That is, until you change something. Then you realise that on top of that layer of wonderful, effortless music, there’s something extraordinarily insightful playing. We stepped up the pace by adding the little Scala ‘hat’ to the Minissimos. This added greater width to the soundstage and made the mid and upper end frequency range seem considerably more engaging – on a system that was already extremely engaging in and of itself. I could have gone back to playing Jim Reeves over and over again, but moved over to ‘Chan Chan’ by the Buena Vista Social Club, from the album of the same name [World Circuit]. This had an additional sense of effortlessness compared to its Scala-free playing. Those old Cuban musicians really chugged along with an infectious rhythm, but what the Scala did was help you listen into the sound of EGREM Studios in Havana at the end of the 1990s so rich and atmospheric was the sound.
Having improved the treble, it was the turn of the bass, with the addition of a single Submissimo between the speakers. This made it a perfect plinth for the CCI amp. We played ‘Father Lucifer’ by Tori Amos from her Boys for Pelealbum [East West]. Not the best known track on the album, but its combination of her slightly thin sounding piano, breathy vocal, and very percussive playing style, with that distant horn playing in the second verse makes it a very subtle track to use with a sub. If the sub integrates well, it will sound like Tori Amos at her piano. If it doesn’t it will sound like Jerry Lee Lewis covering a Tori Amos track. No filler, and no killer here! The Submissimo integrated perfectly. Other, more typical tracks in my arsenal of listening tests (King Curtis for example) showed the Submissimo has substance as well as lightness of touch. The best praise I can heap on any subwoofer applies here; it made a good speaker sound bigger and better.
Now it was time for a cable change, and we upgraded the full set of Special Cables for Micro Diamond. Regardless of cable type, Micro Diamond uses annealed gold/silver alloy conductors, helically wrapped in a dual layer of ultra-thin Kapton foil as a shield. The different use cases in audio demand more or less conductors, but the basic properties of the cable remain the same.
We’re cooking on gas now. Out came tracks that never see the light of day normally, like ‘Stella by Starlight’ from Joe Pass’ Virtuosoalbum [Pablo]. This album lives up to its name and Pass’ chord voicing and solo technique leaves jazz guitarists speechless. It’s not a good recording to play because the jazz ennui that strikes any guitarist (no matter how good or how long it’s been since they picked up a guitar), but also because on a less than perfectly poised system, it can be mistaken for jazz noodling (it goes on a bit) usually because some element in the system is a bit too enthusiastic (or too unenthusiastic) with its legato, and it either sounds too ‘choppy’ or ‘blurred’. Here, his impossibly perfect playing is presented in all its glory. Damn him.
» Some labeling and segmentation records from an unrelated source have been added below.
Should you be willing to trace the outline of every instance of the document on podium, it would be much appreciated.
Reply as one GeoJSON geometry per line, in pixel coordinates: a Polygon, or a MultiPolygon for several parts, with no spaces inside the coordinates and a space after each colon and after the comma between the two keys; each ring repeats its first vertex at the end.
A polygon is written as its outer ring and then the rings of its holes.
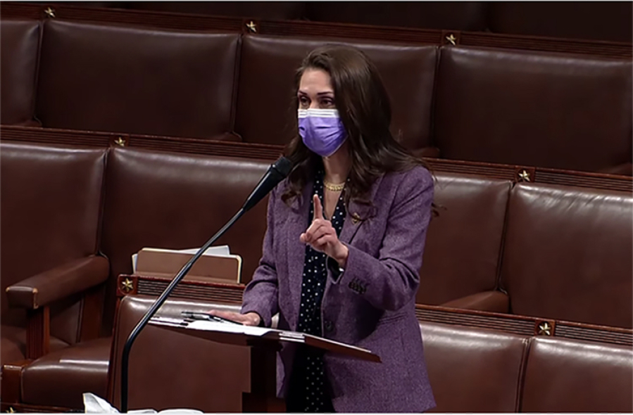
{"type": "Polygon", "coordinates": [[[151,318],[149,324],[220,343],[247,345],[249,338],[260,338],[269,340],[301,343],[361,360],[381,362],[379,356],[367,349],[296,331],[160,316],[151,318]]]}

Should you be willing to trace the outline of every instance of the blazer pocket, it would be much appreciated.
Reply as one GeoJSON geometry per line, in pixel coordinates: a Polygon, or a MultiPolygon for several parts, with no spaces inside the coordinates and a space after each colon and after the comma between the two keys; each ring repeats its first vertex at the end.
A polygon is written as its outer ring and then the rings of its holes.
{"type": "Polygon", "coordinates": [[[376,326],[382,326],[382,324],[393,323],[394,321],[399,321],[403,320],[405,317],[406,317],[406,314],[390,314],[389,316],[380,317],[378,319],[378,322],[376,324],[376,326]]]}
Around this time, I jotted down a couple of badly repetitive lines that encapsulate the whole listening process with Crystal Cable’s system: “musically speaking, this is one of the most musically musical systems to play music through. It’s musical integrity is only bettered by its ability to resolve the musical intent of the music playing.” You get the drift!
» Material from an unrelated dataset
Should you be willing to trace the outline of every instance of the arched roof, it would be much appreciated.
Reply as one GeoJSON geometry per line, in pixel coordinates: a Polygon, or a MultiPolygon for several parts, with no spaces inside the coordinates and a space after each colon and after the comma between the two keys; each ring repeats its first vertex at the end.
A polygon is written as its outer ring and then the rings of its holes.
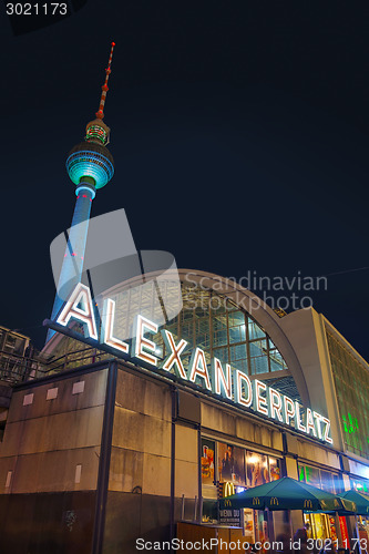
{"type": "MultiPolygon", "coordinates": [[[[197,287],[202,290],[212,290],[233,302],[242,311],[252,316],[252,318],[264,329],[266,335],[270,338],[283,356],[288,368],[288,373],[295,381],[303,403],[306,406],[310,404],[309,391],[301,366],[288,340],[288,337],[279,325],[280,317],[277,316],[277,314],[273,311],[271,308],[269,308],[258,296],[237,284],[234,279],[194,269],[176,270],[172,266],[164,273],[152,271],[120,283],[104,291],[103,297],[119,295],[126,289],[136,288],[143,284],[148,284],[150,281],[156,281],[160,284],[160,287],[163,287],[163,283],[165,280],[174,283],[175,280],[178,281],[178,279],[181,284],[187,284],[188,286],[197,287]]],[[[276,380],[281,378],[281,376],[278,376],[277,371],[275,373],[270,373],[269,377],[275,378],[276,380]]],[[[275,387],[275,384],[273,386],[275,387]]]]}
The last part of the system update was to move to the Minissimo Diamond speaker. At this point we are really cookin’. This system moved into a new level. It retained all the good points (yes, that includes sounding ‘musical’... but that was so-o-o last page), but now started to demonstrate the sort of sophistication, elegance, and high-end ‘sheen’ (in a positive way) that separates the good from the great. Curiously, the biggest change in improving the tweeter was a clearer and more defined bass, and more natural midrange. I played with moving the Scala ‘hat’ on and off at this point, and felt under the circumstances it was wholly appropriate to listen to some Maria Callas, although this time singing Mozart. I’d played this track several times during the listening test and it was clear Callas was outside her comfort zone. Her voice was forced and pinched. It was still her, but not the best of her. But on the Diamonds (with the Scala in place, naturally), it was Callas again. What sounded child-like and screechy became soaring and powerful. So it was with every track played on the Minissimo Diamonds.
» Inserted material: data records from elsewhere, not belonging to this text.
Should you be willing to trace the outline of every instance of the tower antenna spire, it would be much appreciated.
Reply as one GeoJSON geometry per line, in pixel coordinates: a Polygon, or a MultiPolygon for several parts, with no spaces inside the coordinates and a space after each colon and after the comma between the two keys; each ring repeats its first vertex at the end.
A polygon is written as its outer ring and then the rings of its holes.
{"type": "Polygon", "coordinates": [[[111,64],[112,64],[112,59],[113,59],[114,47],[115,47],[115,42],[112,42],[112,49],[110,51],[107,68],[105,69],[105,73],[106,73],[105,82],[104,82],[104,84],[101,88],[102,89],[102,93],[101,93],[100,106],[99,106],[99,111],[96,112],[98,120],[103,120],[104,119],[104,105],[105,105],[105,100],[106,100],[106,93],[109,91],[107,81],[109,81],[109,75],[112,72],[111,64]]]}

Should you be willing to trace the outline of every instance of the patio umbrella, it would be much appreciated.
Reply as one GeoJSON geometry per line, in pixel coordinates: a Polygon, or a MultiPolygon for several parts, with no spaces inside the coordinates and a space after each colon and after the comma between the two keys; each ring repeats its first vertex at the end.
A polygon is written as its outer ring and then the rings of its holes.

We didn’t get to the end-point… not even remotely. The cables increase the performance of the system as we move from silver-gold to monocrystal and improve the lot of the whole shebang as the number of monocrystal conductors increase. We are also using just the one subwoofer, where two (one acting as a stand for each speaker) would be even better. The reason why these next steps remain untrammelled is part pragmatism (there was no second subwoofer available to test) and part practical (swapping out the already quite spendy Ultra Diamond cable for Absolute or Ultimate Dream could easily quadruple the cost of the whole system, which no-one in the real world is ever going to do). As it is, the refinement of the diamond tweeter, the subwoofer, and the cable change all take a substantial toll on the wallet of the owner, adding considerably more to the overall cost of the system.